Once I navigated into the park, I chose to stick to the roads for ease of access because I didn’t have a good map of the trails. A map of the park was posted at the entrance, but it was rudimentary and I didn’t want to think too hard. Another day I’ll get back out and try the trails for sure, since I discovered on my walk that a disc golf course lies hidden in the wooded area of the park. That looked fun, and I plan to have a little adventure to see where that goes when hunting season is over. What I found while walking the road was a pleasant small park loaded with family-oriented outdoor activities. I crossed a bridge which took me over the picturesque Otter Brook, for which the park is named, and walked along the road toward the lake fed by the river. On the shore of the lake is a beach and boat launch where people most likely frequent the park in summer.

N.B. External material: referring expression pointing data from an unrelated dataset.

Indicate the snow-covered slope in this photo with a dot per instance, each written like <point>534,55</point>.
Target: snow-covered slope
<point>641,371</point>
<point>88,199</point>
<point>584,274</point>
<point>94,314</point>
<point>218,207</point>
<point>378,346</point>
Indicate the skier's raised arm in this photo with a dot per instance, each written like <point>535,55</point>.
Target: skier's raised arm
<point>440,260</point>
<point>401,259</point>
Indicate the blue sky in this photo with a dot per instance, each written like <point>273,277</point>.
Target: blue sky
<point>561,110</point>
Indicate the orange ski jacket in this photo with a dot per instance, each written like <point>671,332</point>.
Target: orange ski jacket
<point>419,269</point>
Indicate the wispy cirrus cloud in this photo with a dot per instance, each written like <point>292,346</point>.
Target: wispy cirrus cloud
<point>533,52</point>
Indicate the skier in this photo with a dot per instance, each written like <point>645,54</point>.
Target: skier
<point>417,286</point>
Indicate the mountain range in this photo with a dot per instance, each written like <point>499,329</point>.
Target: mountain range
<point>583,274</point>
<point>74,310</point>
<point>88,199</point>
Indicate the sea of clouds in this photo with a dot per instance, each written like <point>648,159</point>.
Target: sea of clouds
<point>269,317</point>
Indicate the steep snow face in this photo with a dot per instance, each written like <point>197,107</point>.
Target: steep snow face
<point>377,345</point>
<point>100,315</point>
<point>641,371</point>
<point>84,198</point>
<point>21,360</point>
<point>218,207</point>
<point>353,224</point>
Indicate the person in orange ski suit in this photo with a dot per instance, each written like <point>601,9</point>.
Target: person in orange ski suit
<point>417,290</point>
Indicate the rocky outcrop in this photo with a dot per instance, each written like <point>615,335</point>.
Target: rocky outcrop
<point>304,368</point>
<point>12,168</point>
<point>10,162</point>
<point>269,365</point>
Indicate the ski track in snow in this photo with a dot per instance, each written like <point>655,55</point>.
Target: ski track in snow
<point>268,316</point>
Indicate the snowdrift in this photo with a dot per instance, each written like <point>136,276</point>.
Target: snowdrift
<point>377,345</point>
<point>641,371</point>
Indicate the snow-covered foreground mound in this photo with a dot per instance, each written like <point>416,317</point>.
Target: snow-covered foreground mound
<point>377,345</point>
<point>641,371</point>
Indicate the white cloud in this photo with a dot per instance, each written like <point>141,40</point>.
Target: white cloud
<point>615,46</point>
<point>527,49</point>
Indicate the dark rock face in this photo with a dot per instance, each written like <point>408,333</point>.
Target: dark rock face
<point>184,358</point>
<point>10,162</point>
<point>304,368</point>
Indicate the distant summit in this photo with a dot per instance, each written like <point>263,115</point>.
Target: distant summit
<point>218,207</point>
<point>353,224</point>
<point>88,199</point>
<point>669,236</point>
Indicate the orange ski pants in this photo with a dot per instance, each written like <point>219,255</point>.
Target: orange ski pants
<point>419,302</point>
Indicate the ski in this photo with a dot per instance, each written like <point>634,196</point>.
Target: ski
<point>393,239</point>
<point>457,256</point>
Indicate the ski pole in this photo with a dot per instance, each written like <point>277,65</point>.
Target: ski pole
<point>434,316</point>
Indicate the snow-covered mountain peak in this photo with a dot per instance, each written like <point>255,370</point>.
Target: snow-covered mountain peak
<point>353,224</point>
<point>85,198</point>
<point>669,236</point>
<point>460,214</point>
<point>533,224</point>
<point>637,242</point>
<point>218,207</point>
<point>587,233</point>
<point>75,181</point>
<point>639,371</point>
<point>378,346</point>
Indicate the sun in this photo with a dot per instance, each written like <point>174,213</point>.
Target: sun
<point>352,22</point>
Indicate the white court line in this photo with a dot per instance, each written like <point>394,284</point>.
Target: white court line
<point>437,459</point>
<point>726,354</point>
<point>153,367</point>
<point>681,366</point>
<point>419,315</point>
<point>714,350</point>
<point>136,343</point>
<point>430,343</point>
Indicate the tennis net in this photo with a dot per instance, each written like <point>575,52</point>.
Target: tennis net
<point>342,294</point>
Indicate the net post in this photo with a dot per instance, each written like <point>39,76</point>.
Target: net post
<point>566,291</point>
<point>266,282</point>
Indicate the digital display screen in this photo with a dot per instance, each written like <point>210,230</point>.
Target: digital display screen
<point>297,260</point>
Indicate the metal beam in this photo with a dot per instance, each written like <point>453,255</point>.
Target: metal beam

Places to picnic along the river are plentiful, and despite its proximity to the busy highway, the park was fairly quiet. The view from the road isn’t much to write home about, but the lake is pleasant, and the river is beautiful. Apparently pets are not welcome in the park, which is a shame, as too many parks in this state do not allow for people to walk their dogs. I may need to find out how I can make a change to this policy, as I do not believe I should be punished simply because a few pet owners were irresponsible. In any case, people are welcome to enjoy the water, picnic areas, and wooded preserves. The website for the park lists lots of sports activities, and recently I was told about a place that sells snowshoes for a low price; I might start snowshoeing this winter. 🙂
Soon I may need to get outside and shovel so Michael can get out of the driveway and go to work tonight. For the moment, I am enjoying a little quiet day in the brightness of new snow. Sometimes I marvel at the brilliance of nature in the way it provides more light in the darkest time of year. Without the leaf canopy of the woods, the snow provides plenty of light to be reflected even when the sun is hidden behind the clouds. As long as the snow stops falling in time for our travel to Olean tomorrow, I don’t mind the weather. I wish all of you a day of honest gratitude over the next few days, and a chance to consider how we can more deeply connect to the land on which we live, the people who live on that land, and how we can all be good to both. Changing the world starts with small acts between people and places, not necessarily huge impacts with large audiences. Each of us is a steward of the planet and its peoples, and your contribution to the betterment of the world matters just as much as everyone else’s. Believe. Listen. Act. Do it for love, and do it because it’s right. Your love is worth the effort.